As Grant Robertson stood and delivered the latest financial results the ghost of his Labour predecessor Michael Cullen loomed, both holding on tight to the extra billions in case of the inevitable "rainy day".
Dr Cullen - who of course is still very much alive - became the target of an effective National Party campaign in the mid 2000s, spearheaded by then finance spokesperson John Key, agitating for tax cuts as the surpluses under Labour became ever larger.
As history has shown, Dr Cullen's parsimonious approach cushioned New Zealand against the worst ravages of the global financial crisis and meant the incoming National government inherited an economy in 2008 with comparably low public debt.
In turn Grant Robertson has benefited from Bill English's financial management through some tough years under National.
The latest report on the books shows a $5.5 billion surplus, higher than was forecast at the May Budget, prompting immediate calls for Mr Robertson to open up the purse strings.
A word of caution from Treasury though is that due to timing there is spending, yet to kick in, that will reduce the size of the surplus. Regardless, there are ballooning surpluses forecast for future years.
As well as the government's own substantial spending programme there some big bills down the line: pay claims in education and health and biosecurity incursions including Mycoplasma bovis - to name just a few. Also flagged is what's likely to be a significant payout to former and present public servants as officials work through problems with the Holidays Act to compensate people who've been underpaid over a number of years.
A grey cloud on the horizon is the massive, impending cost of the baby boomer retirement, a warning sounded in every financial update.
Mr Robertson's immediate challenge though is managing the expectations of social and public sectors that had high hopes of money flowing much more freely out of a Labour-led government, sectors left largely disappointed by the May Budget.
Even Labour's support partner the Greens have joined that chorus, [https://www.radionz.co.nz/news/national/368326/we-ve-got-the-opportunity-greens-expect-big-spend-after-surplus
u rging the government to spend more now to alleviate the housing crisis and homelessness].
The immediate reaction from National's Simon Bridges was to demand the government reinstate National's plan for broad tax cuts. The coalition opted instead for the more targeted Families Package, but Mr Bridges argues with more than $5bn up its sleeve it can afford both.
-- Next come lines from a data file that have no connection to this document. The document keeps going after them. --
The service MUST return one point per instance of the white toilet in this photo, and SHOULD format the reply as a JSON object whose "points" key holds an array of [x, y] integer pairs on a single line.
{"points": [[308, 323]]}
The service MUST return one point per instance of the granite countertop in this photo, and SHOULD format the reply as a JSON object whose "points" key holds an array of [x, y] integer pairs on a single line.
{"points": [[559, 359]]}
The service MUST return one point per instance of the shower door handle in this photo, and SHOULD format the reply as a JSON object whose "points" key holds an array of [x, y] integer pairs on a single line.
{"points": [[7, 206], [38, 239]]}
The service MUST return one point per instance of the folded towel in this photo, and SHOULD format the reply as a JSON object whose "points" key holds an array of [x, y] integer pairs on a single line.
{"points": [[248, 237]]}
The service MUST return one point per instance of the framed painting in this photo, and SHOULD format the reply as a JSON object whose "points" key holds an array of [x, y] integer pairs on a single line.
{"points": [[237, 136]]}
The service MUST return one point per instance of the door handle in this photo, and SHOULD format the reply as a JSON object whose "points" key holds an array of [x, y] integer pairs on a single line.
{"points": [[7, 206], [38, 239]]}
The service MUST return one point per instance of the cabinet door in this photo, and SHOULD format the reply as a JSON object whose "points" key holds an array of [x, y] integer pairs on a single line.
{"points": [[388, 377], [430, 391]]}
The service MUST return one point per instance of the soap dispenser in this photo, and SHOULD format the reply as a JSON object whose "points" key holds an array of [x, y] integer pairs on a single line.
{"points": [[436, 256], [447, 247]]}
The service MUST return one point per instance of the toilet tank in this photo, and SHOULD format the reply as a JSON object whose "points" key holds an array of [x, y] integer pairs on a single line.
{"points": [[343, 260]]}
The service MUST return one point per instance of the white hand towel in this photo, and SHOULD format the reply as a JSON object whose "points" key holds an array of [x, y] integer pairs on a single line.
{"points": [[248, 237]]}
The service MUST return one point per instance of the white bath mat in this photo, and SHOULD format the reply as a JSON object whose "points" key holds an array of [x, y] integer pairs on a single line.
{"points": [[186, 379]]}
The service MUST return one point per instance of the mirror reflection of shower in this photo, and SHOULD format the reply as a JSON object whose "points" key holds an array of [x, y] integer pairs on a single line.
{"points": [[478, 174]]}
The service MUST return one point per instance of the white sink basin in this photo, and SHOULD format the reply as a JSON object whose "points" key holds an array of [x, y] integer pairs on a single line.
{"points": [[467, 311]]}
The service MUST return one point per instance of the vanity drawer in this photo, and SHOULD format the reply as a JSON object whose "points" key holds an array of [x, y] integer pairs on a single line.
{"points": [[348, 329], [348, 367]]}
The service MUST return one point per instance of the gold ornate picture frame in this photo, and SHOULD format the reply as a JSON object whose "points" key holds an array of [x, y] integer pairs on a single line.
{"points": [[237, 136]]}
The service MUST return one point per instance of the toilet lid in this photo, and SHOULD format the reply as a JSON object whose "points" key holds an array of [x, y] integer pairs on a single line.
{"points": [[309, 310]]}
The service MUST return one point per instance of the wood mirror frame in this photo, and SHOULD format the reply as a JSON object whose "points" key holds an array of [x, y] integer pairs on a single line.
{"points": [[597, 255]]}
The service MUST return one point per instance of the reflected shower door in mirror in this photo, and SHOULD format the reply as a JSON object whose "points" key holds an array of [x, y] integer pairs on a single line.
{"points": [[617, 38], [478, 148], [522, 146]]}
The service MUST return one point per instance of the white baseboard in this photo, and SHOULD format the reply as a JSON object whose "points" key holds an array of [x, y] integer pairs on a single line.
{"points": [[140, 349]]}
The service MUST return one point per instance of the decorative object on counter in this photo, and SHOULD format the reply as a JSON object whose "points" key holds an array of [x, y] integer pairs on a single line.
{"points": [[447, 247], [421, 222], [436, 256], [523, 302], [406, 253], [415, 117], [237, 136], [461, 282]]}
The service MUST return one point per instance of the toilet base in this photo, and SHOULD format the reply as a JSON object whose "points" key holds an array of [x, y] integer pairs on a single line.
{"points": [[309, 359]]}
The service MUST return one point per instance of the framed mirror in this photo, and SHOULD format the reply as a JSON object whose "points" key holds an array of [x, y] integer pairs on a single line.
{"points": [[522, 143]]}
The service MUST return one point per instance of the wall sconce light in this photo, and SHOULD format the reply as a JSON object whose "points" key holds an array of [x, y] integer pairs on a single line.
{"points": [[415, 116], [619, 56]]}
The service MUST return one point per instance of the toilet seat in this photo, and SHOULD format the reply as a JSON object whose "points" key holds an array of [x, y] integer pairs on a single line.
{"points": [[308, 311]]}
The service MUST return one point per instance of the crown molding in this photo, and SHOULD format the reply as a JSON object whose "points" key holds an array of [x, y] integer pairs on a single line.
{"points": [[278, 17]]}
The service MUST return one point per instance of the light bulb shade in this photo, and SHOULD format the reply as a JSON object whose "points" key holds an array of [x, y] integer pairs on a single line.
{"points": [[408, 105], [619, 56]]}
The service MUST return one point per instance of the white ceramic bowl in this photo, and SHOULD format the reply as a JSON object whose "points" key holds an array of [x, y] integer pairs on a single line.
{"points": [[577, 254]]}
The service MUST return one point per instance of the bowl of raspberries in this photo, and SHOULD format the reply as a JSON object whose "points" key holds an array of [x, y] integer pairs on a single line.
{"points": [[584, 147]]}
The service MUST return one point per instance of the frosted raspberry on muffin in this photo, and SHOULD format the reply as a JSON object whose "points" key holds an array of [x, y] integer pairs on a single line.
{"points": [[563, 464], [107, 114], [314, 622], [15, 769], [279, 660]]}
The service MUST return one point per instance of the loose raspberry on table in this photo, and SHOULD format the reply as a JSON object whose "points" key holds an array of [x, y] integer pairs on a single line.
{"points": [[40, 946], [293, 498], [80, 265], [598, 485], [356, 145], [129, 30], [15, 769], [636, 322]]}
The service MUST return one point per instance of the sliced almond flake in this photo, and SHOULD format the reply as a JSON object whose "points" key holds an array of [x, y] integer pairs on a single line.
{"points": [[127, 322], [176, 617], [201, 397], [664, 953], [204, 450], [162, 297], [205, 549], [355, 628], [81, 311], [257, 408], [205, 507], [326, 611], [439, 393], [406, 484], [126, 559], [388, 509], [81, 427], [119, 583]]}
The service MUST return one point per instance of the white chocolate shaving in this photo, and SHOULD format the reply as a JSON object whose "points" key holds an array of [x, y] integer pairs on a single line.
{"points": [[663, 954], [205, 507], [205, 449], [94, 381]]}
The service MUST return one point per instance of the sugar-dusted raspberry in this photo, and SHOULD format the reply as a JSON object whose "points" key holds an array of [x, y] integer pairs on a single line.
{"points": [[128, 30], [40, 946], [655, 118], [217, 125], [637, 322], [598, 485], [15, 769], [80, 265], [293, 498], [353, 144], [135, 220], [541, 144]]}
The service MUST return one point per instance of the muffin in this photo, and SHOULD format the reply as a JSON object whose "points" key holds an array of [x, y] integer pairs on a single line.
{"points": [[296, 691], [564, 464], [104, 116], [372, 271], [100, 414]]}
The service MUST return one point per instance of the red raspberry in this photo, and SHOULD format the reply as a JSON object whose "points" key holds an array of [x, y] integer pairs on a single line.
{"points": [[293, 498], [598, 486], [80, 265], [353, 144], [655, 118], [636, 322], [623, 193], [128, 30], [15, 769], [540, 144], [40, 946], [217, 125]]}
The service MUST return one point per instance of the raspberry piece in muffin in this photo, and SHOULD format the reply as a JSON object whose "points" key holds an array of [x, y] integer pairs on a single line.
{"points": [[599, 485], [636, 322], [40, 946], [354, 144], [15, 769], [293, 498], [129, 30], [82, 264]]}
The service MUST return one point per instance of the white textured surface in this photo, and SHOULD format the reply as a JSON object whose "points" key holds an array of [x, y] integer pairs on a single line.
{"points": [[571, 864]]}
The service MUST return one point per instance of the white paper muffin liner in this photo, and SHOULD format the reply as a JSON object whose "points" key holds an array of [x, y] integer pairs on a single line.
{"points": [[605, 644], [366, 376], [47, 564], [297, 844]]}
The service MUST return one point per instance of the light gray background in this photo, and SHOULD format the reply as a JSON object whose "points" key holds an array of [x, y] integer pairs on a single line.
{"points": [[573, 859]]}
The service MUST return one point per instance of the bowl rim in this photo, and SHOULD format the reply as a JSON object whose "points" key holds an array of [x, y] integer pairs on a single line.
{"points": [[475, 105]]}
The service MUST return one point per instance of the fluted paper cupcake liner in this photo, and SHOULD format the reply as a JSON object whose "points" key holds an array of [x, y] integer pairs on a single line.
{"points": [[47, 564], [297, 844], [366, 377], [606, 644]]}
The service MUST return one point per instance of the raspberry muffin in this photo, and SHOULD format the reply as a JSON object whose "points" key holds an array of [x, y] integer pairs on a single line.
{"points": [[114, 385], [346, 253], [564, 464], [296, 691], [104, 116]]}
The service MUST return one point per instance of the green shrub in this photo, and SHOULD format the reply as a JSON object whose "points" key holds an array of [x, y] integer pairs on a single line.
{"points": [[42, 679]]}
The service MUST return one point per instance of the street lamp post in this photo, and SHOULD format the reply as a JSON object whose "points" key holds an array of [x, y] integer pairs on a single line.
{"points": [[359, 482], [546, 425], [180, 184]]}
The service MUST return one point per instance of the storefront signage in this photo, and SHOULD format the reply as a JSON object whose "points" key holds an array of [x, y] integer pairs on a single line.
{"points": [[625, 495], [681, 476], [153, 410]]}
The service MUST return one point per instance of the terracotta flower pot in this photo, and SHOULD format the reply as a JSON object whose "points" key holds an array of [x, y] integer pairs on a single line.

The other point Mr Bridges makes is while the government sits on its pile of cash it's also busy leveraging even more tax out of New Zealanders through fuel levies.
Commodity prices and the weakening NZ dollar have helped to push prices up at the pump but a large portion still goes directly to the government.
All governments regularly increase the fuel excise, but Labour has piled on extra levies including an extra 3.5 cents a litre that came into effect across the country in September (with two more due in the next two years), as well as 10 cents a litre for Auckland motorists in the form of a regional fuel tax.
The money raised will go towards improving transport networks but the Government still has to own the fact it's imposing greater costs on New Zealanders, months after Labour made inequality and the cost of living a key part of its election campaign.
The comments from Prime Minster Jacinda Ardern laying the blame at the feet of the petrol industry are an attempt to divert attention from the sizeable cut taken by the government.
The timing for the excise increases and the regional fuel tax could not have been worse with prices already hitting record highs, but the government should own the fact it's part of the problem, and has the more immediate ability to do something about it, alongside its plan to investigate the industry - a plan that will have no tangible impact until well into next year.